Vele jaren later woonden Marianne en ik de crematie van oom Klaas bij. Het was een drukke bijeenkomst. Een aantal sprekers sprak met veel eerbied over oom Klaas en toen de laatste zijn woordje had gedaan, vroeg degene die de crematie leidde of er nog iemand was die iets wilde zeggen. In een flits zag ik opeens het vingertje van oom Klaas weer voor me. Heel even overwoog ik om me te melden en het verhaal van het vingertje te vertellen en dan te eindigen met net zo’n vingertjesgebaar richting de kist, dit als een soort afscheid. Ik besloot echter om te blijven zitten. Ik was voor het overgrote gedeelte van de aanwezigen een volkomen onbekende – aanhang van een nichtje – en ik wist niet of de directe familie het wel zo zou waarderen als ik opeens als laatste spreker “ins blaue hinein” met mijn vingertjesverhaal zou komen. Dus zag ik er maar vanaf.

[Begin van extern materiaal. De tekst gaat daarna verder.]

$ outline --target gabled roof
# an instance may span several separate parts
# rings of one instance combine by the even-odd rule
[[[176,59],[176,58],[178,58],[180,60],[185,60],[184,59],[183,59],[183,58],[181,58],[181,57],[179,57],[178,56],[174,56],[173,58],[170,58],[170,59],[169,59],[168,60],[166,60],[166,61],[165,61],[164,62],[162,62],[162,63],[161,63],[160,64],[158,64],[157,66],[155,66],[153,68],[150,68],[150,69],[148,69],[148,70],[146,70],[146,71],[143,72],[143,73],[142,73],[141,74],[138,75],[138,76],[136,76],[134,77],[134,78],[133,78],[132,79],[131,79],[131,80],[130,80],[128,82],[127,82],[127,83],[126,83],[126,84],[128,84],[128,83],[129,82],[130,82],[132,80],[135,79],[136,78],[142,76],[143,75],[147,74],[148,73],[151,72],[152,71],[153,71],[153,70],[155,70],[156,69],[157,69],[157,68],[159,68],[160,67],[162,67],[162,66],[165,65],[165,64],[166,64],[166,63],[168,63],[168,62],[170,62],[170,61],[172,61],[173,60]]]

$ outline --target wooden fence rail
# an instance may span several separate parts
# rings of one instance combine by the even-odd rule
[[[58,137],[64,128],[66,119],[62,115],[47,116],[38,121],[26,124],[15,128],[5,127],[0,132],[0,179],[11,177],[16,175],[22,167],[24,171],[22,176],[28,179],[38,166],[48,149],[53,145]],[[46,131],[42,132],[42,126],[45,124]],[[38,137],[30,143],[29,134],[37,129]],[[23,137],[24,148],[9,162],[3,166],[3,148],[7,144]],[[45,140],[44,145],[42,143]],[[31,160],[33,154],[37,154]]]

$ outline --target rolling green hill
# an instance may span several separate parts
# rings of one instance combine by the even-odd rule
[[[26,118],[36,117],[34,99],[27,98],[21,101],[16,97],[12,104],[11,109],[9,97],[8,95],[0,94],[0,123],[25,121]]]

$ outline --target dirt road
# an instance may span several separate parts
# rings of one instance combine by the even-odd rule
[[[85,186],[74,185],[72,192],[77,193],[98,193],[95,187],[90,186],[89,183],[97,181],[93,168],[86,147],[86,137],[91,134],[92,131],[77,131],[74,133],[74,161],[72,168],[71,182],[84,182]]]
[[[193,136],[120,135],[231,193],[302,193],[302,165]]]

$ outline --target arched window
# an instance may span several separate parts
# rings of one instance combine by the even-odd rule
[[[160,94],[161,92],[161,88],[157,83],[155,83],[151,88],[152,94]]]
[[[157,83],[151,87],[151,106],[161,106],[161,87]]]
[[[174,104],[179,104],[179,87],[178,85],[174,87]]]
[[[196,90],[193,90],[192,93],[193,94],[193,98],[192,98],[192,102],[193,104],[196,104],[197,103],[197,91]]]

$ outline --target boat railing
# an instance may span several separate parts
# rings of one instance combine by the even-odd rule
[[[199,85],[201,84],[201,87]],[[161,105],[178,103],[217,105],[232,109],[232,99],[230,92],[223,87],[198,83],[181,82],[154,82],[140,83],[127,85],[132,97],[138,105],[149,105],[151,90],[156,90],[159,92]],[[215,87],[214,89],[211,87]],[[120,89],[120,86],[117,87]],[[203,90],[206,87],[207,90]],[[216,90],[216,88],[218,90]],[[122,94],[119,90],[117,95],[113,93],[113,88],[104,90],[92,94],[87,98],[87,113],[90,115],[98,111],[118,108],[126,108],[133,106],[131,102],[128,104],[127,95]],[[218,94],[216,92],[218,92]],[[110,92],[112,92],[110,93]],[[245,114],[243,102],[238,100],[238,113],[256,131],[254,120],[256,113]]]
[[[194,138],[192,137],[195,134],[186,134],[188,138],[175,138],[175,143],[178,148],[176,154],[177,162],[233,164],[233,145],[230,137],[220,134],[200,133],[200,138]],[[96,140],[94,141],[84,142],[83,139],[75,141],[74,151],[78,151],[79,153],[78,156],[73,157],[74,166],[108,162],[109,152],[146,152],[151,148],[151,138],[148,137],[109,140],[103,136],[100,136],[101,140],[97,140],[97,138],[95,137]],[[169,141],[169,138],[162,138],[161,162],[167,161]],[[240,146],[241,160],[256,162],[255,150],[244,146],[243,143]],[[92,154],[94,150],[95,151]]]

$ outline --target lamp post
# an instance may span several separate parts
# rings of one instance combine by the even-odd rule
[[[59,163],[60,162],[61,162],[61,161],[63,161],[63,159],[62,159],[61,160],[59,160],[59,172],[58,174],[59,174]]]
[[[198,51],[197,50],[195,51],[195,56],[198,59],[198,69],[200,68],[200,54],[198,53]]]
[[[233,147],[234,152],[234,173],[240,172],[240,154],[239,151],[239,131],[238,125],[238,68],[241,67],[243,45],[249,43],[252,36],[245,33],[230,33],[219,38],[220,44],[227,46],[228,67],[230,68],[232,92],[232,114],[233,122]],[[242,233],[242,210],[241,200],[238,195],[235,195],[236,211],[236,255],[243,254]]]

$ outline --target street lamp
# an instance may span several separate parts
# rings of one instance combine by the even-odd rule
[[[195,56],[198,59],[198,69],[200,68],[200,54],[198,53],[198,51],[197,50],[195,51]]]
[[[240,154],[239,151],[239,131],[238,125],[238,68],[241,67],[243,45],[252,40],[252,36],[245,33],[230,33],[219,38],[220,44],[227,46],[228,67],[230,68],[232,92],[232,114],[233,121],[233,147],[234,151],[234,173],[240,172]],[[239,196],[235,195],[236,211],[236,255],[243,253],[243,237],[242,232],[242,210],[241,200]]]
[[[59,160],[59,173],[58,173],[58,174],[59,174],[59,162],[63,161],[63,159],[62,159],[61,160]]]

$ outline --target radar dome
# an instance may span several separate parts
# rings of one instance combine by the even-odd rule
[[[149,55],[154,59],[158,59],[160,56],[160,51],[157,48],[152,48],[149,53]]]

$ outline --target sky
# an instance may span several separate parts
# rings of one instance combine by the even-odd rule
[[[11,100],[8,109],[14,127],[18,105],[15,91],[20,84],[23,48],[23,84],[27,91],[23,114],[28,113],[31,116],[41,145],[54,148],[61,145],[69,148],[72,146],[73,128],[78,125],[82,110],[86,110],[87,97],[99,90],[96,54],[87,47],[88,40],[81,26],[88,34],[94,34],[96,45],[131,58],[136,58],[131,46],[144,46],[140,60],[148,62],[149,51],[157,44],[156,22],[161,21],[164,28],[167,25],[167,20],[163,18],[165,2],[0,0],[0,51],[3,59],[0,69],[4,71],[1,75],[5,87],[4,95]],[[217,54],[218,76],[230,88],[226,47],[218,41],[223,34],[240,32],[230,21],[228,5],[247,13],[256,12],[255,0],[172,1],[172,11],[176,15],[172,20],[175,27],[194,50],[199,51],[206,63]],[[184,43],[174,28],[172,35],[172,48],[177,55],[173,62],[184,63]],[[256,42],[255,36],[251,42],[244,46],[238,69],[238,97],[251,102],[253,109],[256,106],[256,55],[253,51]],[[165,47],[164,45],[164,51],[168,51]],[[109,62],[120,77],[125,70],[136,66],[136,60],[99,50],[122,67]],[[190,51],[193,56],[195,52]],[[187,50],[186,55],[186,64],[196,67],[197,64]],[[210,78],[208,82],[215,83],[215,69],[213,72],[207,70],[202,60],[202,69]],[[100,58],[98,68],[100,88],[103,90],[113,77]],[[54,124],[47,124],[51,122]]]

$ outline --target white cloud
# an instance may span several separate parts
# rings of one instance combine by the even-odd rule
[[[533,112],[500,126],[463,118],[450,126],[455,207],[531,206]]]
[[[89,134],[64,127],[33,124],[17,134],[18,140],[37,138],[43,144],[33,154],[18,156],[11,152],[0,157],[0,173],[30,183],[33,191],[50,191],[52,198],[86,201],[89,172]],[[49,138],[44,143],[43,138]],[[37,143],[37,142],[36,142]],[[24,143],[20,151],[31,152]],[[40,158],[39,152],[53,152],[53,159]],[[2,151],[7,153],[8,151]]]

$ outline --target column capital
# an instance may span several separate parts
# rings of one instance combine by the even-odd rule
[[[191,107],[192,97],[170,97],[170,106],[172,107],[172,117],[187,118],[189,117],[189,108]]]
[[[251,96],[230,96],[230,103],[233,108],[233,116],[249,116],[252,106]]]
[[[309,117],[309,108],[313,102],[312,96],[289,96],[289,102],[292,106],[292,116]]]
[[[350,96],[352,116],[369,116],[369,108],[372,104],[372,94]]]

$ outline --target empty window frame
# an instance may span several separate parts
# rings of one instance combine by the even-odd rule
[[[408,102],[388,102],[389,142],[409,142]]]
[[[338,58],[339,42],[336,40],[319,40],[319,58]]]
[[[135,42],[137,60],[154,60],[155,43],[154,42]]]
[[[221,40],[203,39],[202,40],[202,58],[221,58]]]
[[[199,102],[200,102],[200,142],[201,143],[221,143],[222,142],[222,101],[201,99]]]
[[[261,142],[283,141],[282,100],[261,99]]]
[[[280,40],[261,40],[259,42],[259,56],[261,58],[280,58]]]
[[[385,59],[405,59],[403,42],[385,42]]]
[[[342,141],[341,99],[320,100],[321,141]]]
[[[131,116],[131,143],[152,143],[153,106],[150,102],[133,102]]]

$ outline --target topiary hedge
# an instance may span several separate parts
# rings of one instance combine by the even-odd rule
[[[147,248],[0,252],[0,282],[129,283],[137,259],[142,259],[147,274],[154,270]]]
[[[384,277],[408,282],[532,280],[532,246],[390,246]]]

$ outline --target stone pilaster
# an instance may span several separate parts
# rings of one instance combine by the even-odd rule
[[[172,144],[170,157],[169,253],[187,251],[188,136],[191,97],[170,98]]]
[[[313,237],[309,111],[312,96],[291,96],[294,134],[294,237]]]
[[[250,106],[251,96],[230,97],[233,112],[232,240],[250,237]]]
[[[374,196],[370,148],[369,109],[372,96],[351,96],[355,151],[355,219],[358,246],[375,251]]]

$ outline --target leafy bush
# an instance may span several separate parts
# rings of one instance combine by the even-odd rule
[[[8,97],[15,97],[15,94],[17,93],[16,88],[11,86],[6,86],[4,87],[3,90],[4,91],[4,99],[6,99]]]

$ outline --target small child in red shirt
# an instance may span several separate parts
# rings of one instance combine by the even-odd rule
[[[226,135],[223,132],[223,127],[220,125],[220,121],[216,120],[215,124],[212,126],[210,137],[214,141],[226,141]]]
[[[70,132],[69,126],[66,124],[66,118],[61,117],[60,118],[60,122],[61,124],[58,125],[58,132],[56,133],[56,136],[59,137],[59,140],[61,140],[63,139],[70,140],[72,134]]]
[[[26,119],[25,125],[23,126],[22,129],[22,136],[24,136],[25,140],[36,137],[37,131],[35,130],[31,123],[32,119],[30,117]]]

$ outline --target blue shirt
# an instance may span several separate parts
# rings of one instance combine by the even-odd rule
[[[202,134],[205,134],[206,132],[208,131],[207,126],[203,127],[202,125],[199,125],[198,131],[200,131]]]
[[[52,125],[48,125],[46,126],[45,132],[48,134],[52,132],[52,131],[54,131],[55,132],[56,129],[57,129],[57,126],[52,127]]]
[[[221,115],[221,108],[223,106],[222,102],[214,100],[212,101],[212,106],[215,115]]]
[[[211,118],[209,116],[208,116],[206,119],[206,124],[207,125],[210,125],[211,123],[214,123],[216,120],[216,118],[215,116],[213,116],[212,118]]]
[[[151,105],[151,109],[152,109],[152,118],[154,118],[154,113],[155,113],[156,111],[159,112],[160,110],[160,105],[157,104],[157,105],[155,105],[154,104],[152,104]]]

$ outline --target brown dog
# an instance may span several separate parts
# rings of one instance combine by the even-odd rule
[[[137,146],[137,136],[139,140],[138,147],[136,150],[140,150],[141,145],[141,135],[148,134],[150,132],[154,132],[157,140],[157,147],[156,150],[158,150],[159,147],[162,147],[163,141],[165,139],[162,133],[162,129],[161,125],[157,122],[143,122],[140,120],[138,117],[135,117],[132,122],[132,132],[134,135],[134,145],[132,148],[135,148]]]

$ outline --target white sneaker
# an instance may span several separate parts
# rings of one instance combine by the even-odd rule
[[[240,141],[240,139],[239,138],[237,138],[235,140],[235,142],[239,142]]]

Daarom, voor oom Klaas, nu alsnog van achter mijn toetsenbord een vingertje als postume goet. (Dat hier “goet” staat en niet “groet” komt omdat ik bij de ‘r’ even mijn vinger omhoog had.)

Uit de rubriek “correcties en aanvullingen:

Marianne wees mij er vandaag op dat oom Klaas en tante Rinnie niet in Winsum maar in Eenrum woonden en dat de boerderij in Mensingeweer stond. (Mijn geheugen functioneert gelukkig nog goed, wel ben ik slecht in het onthouden van allerlei zaken.) Maar anyway,  Eenrum is nog verder fietsen van Groningen dan Winsum. Geen wonder dus dat ik zo vermoeid aan kwam.

00000 mensingerweerEveneens uit de ‘Fotocollectie Nederlandse Heidemaatschappij’: ‘Beplanting van een boerenerf bij Mensingeweer; ongedateerde foto Nationaal Archief; (ook dit zal vermoedelijk niet de boerderij van oom Klaas en tante Rinnie zijn).